The conventional wisdom goes like this: Companies can make a ton of money by knowing everything about you, then selling advertising that leverages your private information.
Because people don’t like this, companies have to be sneaky about it, and conceal how much they know about you and how they’re using your data.
Facebook does it. Apple does it. Amazon does it. The cell phone carriers do it. And Google does it.
But recently, Google has discovered that the opposite strategy could be even more lucrative. Now the company seems to be taking “not being sneaky” to unprecedented levels.
For months, Google has offered a site called the Ads Preferences Manager. On this site, Google explains in plain English how it targets you for advertising on both Google Search and in Google’s Gmail.
For example, it specifies how the words you use in a current Google Search might be combined with past searches to offer up advertising that accompanies your Search results. And it says that keywords in your email conversations are used to conjure up related advertising on Gmail.
Better still, the Ads Preferences Manager lets you opt completely out of most advertisers, and also opt out of personalized advertising altogether.
This is all great stuff — at least it’s better than the conventional practice by most companies of just keeping all this information secret.

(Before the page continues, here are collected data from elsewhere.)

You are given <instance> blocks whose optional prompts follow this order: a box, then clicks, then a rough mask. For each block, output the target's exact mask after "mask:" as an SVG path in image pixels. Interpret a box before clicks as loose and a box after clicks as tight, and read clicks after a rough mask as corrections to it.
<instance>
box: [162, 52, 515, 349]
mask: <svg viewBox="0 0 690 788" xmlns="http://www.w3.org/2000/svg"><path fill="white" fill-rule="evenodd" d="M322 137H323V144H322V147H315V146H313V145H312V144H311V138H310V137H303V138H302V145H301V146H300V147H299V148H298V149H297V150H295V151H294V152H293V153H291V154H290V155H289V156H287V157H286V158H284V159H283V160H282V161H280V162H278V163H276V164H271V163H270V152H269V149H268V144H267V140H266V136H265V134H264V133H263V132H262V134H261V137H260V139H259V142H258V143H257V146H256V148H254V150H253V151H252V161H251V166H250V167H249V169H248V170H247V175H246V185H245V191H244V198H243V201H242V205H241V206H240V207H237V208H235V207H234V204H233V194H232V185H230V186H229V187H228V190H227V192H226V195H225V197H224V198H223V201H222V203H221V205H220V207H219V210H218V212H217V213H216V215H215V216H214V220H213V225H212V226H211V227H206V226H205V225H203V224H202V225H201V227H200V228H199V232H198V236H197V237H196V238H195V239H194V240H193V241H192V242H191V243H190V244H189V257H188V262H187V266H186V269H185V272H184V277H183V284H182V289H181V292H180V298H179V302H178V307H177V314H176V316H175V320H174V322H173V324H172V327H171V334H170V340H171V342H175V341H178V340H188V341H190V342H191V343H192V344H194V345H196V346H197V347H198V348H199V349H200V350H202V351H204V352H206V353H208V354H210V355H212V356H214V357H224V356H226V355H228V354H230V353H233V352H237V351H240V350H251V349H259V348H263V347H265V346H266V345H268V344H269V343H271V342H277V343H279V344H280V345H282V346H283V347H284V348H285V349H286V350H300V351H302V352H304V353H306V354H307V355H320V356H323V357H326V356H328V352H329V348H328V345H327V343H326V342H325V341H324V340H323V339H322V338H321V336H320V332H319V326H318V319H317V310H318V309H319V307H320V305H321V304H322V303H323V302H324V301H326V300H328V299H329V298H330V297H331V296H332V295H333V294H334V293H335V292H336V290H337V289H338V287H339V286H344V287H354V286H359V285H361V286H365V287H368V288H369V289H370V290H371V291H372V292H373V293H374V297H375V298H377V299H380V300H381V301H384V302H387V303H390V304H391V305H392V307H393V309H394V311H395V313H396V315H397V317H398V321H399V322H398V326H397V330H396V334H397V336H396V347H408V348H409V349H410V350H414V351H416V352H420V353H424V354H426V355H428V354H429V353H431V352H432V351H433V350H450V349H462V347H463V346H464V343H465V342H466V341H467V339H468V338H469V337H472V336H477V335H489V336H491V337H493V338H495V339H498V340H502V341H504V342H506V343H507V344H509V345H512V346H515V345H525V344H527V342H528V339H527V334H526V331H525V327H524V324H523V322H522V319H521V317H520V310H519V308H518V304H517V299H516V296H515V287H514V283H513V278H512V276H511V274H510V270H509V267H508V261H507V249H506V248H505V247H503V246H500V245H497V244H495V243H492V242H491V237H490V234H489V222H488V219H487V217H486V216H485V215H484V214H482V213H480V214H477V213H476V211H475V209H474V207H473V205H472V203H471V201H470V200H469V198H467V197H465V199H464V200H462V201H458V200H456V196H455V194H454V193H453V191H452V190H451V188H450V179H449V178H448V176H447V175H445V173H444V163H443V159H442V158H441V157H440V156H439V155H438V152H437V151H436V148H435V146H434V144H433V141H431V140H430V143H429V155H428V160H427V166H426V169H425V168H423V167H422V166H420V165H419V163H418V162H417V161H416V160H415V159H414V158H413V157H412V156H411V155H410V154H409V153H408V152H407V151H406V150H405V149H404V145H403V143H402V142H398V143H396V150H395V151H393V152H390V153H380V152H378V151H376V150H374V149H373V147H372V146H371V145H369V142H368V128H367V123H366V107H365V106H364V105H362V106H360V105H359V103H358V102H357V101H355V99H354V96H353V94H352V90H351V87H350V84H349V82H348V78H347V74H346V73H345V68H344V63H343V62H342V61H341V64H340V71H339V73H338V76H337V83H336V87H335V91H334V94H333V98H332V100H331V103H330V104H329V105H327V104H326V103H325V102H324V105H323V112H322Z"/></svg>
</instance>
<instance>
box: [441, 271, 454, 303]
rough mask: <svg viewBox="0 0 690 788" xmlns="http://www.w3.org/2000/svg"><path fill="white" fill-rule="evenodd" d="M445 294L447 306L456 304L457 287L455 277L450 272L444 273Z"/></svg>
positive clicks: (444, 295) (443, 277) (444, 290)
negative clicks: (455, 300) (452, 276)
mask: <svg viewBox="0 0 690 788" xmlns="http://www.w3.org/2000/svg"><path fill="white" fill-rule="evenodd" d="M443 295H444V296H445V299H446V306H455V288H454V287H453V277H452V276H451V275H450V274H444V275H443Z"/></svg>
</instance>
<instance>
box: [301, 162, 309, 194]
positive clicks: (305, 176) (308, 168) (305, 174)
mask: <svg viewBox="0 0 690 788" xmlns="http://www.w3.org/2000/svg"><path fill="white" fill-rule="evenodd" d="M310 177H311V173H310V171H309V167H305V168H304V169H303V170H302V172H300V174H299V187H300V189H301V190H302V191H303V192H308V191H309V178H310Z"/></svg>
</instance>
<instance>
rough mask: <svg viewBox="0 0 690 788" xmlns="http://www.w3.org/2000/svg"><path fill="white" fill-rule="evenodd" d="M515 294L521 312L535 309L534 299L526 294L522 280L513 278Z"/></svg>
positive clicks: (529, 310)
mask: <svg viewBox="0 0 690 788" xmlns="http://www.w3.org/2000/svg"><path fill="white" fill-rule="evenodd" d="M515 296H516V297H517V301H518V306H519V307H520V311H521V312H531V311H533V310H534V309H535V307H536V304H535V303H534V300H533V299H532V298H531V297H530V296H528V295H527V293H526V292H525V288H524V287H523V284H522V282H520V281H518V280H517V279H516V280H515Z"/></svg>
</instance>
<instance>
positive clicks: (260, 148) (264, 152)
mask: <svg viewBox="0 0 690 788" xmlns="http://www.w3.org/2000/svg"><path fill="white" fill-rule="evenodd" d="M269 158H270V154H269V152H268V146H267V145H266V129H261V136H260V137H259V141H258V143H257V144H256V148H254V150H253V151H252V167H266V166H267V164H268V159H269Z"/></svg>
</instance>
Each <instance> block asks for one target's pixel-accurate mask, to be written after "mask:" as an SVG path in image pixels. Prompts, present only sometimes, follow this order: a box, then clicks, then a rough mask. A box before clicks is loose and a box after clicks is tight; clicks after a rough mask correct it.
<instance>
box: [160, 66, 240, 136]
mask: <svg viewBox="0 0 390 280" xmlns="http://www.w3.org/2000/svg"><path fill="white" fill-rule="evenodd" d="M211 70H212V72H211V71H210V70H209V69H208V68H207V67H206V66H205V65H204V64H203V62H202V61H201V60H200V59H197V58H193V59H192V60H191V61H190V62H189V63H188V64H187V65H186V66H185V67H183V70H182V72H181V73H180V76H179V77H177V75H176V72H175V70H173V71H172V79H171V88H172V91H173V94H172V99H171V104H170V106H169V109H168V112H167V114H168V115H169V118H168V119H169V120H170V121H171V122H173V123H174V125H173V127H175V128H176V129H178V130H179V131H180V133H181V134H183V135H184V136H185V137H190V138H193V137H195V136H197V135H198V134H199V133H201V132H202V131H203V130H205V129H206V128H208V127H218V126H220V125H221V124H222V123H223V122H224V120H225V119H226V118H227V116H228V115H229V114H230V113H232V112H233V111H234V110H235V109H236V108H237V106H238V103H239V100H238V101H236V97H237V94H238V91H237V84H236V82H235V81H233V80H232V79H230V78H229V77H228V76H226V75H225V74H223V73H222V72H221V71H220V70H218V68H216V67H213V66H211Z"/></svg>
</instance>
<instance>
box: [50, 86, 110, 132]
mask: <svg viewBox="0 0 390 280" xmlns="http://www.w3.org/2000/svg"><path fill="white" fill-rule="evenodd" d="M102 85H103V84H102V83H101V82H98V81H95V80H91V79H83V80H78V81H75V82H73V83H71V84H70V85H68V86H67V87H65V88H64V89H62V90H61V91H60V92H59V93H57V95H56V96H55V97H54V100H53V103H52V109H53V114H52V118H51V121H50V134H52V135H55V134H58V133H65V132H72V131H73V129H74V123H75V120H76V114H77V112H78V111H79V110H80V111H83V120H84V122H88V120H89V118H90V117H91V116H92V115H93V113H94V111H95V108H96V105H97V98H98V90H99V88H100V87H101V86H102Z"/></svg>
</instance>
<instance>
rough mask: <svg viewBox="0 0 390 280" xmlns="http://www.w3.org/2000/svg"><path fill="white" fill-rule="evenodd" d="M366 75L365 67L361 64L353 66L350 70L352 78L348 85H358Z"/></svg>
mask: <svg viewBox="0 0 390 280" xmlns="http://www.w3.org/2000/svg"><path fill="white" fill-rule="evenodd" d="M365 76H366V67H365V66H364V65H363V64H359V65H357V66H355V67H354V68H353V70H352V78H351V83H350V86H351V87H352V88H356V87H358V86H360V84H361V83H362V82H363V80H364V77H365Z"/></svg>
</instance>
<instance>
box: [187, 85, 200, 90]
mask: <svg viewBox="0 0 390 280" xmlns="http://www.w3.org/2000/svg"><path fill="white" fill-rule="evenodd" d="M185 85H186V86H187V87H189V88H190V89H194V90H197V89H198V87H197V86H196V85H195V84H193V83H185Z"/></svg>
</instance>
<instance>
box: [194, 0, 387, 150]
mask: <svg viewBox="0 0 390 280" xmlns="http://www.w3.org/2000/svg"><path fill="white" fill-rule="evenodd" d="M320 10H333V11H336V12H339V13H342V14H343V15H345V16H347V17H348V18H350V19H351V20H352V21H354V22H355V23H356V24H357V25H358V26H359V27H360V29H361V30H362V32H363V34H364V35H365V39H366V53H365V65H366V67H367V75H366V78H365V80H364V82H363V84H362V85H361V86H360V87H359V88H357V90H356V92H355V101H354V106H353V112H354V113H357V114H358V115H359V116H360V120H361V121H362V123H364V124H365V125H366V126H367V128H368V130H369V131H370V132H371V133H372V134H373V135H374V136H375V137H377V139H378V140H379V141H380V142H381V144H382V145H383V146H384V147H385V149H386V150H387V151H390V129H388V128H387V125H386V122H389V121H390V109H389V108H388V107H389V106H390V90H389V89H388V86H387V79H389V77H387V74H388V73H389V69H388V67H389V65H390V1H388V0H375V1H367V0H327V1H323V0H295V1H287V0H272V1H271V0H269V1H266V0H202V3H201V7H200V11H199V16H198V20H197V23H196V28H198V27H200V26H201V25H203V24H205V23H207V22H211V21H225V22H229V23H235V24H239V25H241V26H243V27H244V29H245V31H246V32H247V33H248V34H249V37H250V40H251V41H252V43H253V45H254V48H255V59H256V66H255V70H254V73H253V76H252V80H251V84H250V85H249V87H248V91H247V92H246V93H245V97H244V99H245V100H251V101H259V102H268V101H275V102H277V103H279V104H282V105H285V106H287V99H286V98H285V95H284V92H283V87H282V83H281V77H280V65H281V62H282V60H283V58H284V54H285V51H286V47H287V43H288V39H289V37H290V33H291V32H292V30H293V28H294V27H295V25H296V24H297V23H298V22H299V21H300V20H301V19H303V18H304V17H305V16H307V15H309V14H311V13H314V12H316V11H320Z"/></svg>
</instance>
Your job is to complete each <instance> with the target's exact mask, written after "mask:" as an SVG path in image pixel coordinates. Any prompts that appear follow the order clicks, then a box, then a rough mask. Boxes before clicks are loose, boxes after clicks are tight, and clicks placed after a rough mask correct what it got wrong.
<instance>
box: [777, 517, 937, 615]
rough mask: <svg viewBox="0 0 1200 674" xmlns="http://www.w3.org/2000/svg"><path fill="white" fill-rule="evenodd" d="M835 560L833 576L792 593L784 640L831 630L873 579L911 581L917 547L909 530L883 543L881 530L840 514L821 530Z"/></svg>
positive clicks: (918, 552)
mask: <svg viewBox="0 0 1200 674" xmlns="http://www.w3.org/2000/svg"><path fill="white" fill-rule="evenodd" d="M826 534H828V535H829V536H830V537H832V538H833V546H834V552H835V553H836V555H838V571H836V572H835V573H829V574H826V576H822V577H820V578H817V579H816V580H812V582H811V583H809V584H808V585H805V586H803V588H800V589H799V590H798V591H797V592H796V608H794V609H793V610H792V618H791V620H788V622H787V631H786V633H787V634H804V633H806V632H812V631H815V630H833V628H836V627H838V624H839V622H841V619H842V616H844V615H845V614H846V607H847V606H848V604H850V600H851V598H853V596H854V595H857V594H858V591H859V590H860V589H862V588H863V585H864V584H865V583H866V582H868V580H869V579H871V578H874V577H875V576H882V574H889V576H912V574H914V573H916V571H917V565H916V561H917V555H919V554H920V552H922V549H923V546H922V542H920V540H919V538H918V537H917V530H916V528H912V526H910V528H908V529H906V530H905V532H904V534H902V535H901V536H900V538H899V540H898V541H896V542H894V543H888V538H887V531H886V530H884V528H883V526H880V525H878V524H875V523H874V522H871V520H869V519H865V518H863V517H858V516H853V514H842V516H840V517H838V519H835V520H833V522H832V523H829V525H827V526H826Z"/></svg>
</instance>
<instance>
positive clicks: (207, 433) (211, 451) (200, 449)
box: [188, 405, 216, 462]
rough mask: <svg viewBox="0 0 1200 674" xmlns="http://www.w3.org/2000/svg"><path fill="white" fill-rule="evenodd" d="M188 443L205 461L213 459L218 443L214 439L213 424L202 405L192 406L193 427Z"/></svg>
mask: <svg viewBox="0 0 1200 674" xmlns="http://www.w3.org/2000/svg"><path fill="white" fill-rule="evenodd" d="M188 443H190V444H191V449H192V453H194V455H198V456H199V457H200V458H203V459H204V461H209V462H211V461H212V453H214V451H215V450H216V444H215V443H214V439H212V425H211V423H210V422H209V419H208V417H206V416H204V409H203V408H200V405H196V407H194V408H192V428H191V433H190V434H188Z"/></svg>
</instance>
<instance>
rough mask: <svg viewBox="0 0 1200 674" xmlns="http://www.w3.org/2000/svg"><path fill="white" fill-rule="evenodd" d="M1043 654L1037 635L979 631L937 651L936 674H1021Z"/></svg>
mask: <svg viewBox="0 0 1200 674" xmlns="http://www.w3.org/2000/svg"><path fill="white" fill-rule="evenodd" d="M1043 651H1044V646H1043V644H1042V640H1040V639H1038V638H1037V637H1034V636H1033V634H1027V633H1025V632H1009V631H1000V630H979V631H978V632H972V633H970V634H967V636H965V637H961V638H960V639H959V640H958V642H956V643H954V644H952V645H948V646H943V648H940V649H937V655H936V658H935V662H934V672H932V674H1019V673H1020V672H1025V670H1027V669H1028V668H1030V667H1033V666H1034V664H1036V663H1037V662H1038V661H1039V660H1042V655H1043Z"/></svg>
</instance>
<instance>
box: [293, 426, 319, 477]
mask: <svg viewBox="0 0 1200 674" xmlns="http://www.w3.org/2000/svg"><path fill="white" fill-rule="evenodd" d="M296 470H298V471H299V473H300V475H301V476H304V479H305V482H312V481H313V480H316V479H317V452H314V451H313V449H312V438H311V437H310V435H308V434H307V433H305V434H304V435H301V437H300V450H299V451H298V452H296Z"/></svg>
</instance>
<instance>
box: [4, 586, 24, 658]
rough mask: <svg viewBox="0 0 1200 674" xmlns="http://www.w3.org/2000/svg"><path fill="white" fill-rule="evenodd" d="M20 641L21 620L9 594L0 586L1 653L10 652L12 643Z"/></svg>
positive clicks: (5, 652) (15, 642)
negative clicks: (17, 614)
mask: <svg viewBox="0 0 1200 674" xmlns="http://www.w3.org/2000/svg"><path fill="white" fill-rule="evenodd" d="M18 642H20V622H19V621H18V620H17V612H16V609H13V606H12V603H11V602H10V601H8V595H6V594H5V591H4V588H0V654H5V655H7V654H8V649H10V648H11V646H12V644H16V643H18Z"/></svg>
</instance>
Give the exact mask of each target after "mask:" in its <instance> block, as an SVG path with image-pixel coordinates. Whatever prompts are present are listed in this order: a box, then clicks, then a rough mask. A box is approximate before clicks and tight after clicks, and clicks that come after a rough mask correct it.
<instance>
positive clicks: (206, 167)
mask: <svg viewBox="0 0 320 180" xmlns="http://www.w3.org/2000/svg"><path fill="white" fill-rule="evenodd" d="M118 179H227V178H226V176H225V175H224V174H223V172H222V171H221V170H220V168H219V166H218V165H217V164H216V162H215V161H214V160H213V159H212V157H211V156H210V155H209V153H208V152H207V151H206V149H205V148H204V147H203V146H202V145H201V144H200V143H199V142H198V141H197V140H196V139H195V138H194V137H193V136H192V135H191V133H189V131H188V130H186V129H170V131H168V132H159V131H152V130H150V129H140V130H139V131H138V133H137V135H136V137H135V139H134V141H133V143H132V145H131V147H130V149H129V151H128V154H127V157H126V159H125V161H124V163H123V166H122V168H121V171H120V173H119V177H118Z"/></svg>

But soon Google will roll out something truly new and impressive. Anytime between right now and a few weeks from now, the company plans to add a link next to advertising in both Search and Gmail that tells you exactly why that ad was selected for you.
The link words will be: “Why this ad?” or “Why these ads?” For example, let’s say you search for “trip to India.” Above the search results, you’ll probably see ads for travel agencies. On the right, you may see a variety of services offering discounted airline tickets. Each group of ads has the “Why these ads” link on top.
When you click on “Why these ads,” it may say: “These ads are based on your current search terms.” That means no personalization was used. If they were taking into consideration previous search history, or your location or other personal information, they would tell you.
Below that statement, it says: Visit Google’s Ad Preferences Manager to learn more, block specific advertisers or opt out of personalized ads,” with a link to the Ad Preferences Manager site.
In its announcement of the new features, Google hinted but did not promise that by using the Ad Preferences Manager, you could reduce the number of ads you see.
Fewer ads means more attention. When a site is constantly bombarding you with too many ads, the eyes glaze over and you stop paying attention. As a result, advertisers resort to increasingly shocking photos or other manipulative techniques to grab your attention.
Google’s way is better. By whacking the ads you have no interest in seeing anyway, you’re likely to assume by default that ads appearing on Google sites are interesting to you.
The more you use the system, the more you’ll trust the results. Instead of ads being something others are pushing on you against your will, they become something under your control.
They’re your ads now, not theirs.
You’ll also have more awareness of the ads, because advertising becomes interactive. The more you interact, the more you’ll pay attention to what appears there, and that boosts ad response for Google’s customers, the companies that advertise.
And finally, user awareness and control over advertising improves the Google experience. You can block horrible, annoying, inappropriate and offensive ads. And once you do that, you’ll like using Search and Gmail more.
Google’s motto is: “Don’t be evil.” And you’d think that ad transparency is a result of that creed. Maybe it is. But it’s really about being smart. By co-opting users into the ad selection process, and giving them a sense of control, Google brings attention to advertisers, gathers better data on users and makes users happy not just about using the sites, but about the advertising itself.
Facebook? Not so smart. When I see the almost always irrelevant ads on Facebook, I feel powerless to change them.
Instead of a “Why these ads?” link, Facebook offers a link to “Create an Ad.” Instead of “control what you see,” Facebook says “give us money.”
Facebook’s sneaky approach to what data it gathers, and why it’s showing me the ads that it does is just one more thing for the list of why I hate Facebook.
Even worst than Facebook are countless blogs and other sites that have truly repulsive wrinkle cream, weight loss and other ads that make you wanna holler. Your only recourse is to stop visiting the site.
Google is smart to pursue this avenue of user engagement around advertising. And users will be smart to participate.
In fact, the only way to improve upon this is more, more and still more. I’d love to see Google ad ever more user control of advertising.
Also: Google should roll it out to all sites, and even AdWords. Other services should get a clue and compete with Google on advertising transparence and control. And users annoyed by advertising should get in the habit of choosing the services they use in part by how much control they’re given over advertising.
After all, only unwanted advertising is bad.
When ads show me the products and services that I actually want, it’s a service, not a nuisance. And everybody wins. And that’s just good business.